When loading the data we can use
- the built in load function to extract the latest versions using the github api
- absolute file locations
- file URLs including github raw links
- github repository (supplied by a list)
- A combination of the above

In [2]:
# we can load the latest cmpi6plus and mip table files from github
latest = await CMIPFileUtils.load_latest()

'''
############################################################
# If you want to manually specify the locations you may use:
############################################################

cmip6plus = '<your path>/CMIP6Plus_CVs/compiled/graph_data.json'
mip_cmor_tables = '<your path>/mip-cmor-tables/compiled/graph_data.json'

latest = await CMIPFileUtils.load([cmip6plus, mip_cmor_tables])
'''
''

Loading latest CMIP6Plus and MIP-CMOR-Tables files...


''

#### Deciding on a frame
Exctracting information requires us to frame our request. Here we can start with asking for all objects of `@type` mip:institution and mip:consortim.
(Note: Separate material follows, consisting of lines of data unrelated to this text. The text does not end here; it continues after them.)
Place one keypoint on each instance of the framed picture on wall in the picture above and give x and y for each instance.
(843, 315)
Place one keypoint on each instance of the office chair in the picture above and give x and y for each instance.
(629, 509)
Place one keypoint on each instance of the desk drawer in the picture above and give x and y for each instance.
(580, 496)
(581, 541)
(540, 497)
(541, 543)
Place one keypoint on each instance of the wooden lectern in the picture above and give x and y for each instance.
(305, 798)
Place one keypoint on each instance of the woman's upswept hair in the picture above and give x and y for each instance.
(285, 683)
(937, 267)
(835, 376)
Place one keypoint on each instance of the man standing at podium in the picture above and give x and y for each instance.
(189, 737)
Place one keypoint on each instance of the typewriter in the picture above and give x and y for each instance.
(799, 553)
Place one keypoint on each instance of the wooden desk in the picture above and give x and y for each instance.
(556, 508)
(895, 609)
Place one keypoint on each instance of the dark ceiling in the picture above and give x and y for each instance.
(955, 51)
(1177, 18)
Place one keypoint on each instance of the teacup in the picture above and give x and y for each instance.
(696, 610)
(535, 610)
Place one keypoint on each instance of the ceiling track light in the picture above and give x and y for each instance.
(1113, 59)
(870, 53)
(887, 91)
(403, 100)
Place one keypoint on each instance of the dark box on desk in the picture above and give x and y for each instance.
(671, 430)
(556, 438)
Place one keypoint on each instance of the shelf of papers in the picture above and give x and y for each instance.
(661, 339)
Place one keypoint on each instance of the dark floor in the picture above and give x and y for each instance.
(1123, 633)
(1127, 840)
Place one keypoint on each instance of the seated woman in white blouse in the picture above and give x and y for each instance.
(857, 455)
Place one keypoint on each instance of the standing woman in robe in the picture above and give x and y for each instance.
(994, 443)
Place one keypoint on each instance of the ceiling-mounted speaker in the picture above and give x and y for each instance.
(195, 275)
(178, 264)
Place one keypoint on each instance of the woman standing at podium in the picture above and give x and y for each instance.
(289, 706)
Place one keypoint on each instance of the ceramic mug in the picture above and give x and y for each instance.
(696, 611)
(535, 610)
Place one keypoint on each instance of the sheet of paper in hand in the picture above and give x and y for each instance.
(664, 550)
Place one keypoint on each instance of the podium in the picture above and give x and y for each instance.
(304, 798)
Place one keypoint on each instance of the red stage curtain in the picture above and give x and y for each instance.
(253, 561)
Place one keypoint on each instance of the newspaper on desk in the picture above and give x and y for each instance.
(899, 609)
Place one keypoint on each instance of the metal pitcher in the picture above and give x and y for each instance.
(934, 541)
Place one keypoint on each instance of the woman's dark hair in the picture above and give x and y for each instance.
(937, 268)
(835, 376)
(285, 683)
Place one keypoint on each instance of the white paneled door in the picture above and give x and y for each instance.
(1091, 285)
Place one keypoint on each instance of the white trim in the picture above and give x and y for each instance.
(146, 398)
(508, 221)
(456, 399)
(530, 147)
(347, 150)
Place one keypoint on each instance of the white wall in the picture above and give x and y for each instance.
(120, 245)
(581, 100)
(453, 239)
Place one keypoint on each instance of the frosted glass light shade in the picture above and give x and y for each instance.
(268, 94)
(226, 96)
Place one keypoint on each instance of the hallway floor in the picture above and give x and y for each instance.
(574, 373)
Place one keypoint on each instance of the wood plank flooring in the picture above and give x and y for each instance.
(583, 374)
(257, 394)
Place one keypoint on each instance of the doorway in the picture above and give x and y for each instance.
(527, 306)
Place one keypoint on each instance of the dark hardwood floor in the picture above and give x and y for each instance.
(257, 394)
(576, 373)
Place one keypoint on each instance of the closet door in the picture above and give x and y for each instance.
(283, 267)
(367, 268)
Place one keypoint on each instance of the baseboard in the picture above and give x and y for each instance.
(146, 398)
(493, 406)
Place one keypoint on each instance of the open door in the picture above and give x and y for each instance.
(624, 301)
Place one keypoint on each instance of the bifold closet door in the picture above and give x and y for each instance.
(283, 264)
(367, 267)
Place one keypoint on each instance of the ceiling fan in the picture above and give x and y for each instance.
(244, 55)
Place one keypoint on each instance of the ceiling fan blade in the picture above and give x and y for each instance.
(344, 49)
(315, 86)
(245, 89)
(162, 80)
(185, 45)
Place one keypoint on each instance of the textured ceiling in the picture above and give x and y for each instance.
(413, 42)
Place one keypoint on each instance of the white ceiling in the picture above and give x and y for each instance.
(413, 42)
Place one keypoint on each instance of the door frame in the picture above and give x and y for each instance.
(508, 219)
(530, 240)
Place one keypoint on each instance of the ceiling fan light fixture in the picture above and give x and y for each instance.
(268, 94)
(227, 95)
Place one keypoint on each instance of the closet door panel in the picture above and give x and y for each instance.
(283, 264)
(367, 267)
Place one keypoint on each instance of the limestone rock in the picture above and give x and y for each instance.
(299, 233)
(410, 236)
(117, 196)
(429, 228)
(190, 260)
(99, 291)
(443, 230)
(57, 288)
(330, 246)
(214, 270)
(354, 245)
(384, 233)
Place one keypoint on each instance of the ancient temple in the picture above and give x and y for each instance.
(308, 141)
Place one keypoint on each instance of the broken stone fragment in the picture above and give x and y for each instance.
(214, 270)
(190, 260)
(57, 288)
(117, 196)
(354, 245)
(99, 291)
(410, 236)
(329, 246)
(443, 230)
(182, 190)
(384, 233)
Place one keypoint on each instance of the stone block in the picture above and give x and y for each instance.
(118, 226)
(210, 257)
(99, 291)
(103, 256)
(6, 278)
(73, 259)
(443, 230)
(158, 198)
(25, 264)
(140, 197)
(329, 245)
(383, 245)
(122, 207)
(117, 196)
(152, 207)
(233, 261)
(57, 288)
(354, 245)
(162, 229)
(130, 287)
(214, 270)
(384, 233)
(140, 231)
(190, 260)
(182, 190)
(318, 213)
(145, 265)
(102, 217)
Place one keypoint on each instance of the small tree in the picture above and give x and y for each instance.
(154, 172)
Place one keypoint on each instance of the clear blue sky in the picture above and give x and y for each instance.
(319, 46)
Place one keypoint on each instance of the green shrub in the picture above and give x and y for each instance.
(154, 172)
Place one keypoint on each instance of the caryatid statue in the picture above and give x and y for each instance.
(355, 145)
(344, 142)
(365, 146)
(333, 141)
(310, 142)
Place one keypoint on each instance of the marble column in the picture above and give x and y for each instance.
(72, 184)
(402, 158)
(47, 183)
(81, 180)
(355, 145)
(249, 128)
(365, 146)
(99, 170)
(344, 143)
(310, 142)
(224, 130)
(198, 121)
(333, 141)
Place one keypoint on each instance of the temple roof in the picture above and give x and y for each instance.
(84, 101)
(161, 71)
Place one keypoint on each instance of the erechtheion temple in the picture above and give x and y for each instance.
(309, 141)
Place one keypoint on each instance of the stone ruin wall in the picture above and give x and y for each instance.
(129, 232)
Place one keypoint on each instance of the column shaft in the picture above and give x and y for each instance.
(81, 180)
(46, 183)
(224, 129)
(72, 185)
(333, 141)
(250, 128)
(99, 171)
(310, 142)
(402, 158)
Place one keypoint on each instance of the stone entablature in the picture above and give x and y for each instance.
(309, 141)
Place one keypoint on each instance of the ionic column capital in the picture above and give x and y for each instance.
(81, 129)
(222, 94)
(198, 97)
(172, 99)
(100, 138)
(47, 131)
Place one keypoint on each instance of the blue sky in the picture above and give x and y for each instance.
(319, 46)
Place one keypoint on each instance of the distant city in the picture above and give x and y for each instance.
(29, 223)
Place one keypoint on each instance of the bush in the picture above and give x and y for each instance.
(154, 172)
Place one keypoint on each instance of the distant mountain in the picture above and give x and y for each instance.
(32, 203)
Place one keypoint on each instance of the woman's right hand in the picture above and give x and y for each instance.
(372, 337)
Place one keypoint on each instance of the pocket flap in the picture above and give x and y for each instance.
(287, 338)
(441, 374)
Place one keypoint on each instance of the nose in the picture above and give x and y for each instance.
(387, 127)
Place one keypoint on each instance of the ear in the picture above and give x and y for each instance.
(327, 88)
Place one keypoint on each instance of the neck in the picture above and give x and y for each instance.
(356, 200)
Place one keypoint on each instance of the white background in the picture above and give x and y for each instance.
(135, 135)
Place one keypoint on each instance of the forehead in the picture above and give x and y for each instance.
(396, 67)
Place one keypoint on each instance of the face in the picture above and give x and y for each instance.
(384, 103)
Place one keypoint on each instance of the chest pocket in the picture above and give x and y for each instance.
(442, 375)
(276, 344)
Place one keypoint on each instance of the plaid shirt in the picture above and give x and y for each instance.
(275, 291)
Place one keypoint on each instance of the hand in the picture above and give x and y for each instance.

These make up our list of consortiums

In [3]:
frame = {

        # "@context": {},
        
        "@type": [
            "mip:institution",
            "mip:consortium"
        ],
      
        # we also want to ensure any results are embedded in the output
        "@embed":"@always"
}

To request this information we use the library Frame class:

In [4]:
data = Frame(latest,frame)

Lets use pprint to display the results

In [5]:
data.print

[{'@id': 'mip-cmor-tables:organisations/consortia/miroc',
  '@type': 'mip:consortium',
  'consortium:changes': '',
  'consortium:cmip-acronym': 'MIROC',
  'consortium:members': [{'@type': 'consortia:member',
                          'consortium:consortia:membership-type': 'prior',
                          'consortium:dates': {'consortium:from': 2016,
                                               'consortium:phase': 'CMIP6',
                                               'consortium:to': 2022},
                          'consortium:institution': {'@id': 'mip-cmor-tables:organisations/institutions/jamstec'}},
                         {'@type': 'consortia:member',
                          'consortium:consortia:membership-type': 'prior',
                          'consortium:dates': {'consortium:from': 2016,
                                               'consortium:phase': 'CMIP6',
                                               'consortium:to': 2022},
                          'consor

#### Cleaning up the returned object.
There are a number of ways we can clean up the data, some of these are:
- untag: removing the tags on keys
- rmld: removing any id and type tags to result in normal json
- missing: writes the word "missing" for substituted data which does not exists
- lower: changes keys to lowercase
- flatten: converts single entry lists into just the entry. 
- [more functionality being added]

In [6]:
# lets clean the data using the simplest cleanup methods: rmld and untag
data.clean(['rmld','untag'])

# lets view how the results have changed
data.print

[{'changes': '',
  'cmip-acronym': 'MIROC',
  'members': [{'consortia:membership-type': 'prior',
               'dates': {'from': 2016, 'phase': 'CMIP6', 'to': 2022},
               'institution': {}},
              {'consortia:membership-type': 'prior',
               'dates': {'from': 2016, 'phase': 'CMIP6', 'to': 2022},
               'institution': {}},
              {'consortia:membership-type': 'prior',
               'dates': {'from': 2016, 'phase': 'CMIP6', 'to': 2022},
               'institution': {}},
              {'consortia:membership-type': 'prior',
               'dates': {'from': 2016, 'phase': 'CMIP6', 'to': 2022},
               'institution': {}}],
  'name': 'MIROC Consortium',
  'status': 'active',
  'url': ''},
 {'changes': '',
  'cmip-acronym': 'NCC',
  'members': [{'dates': {'from': 2016, 'phase': 'CMIP6', 'to': 2022},
               'institution': {},
               'membership-type': 'prior'},
              {'dates': {'from': 2016, 'phase': 'CMIP6', 'to': 2022

## Using python to massage the data
Now we can view the keysm and edit items as needed. 

In [7]:
dict([[i['cmip-acronym'],f"{i['name']}: {i['url']}"] for i in data.data])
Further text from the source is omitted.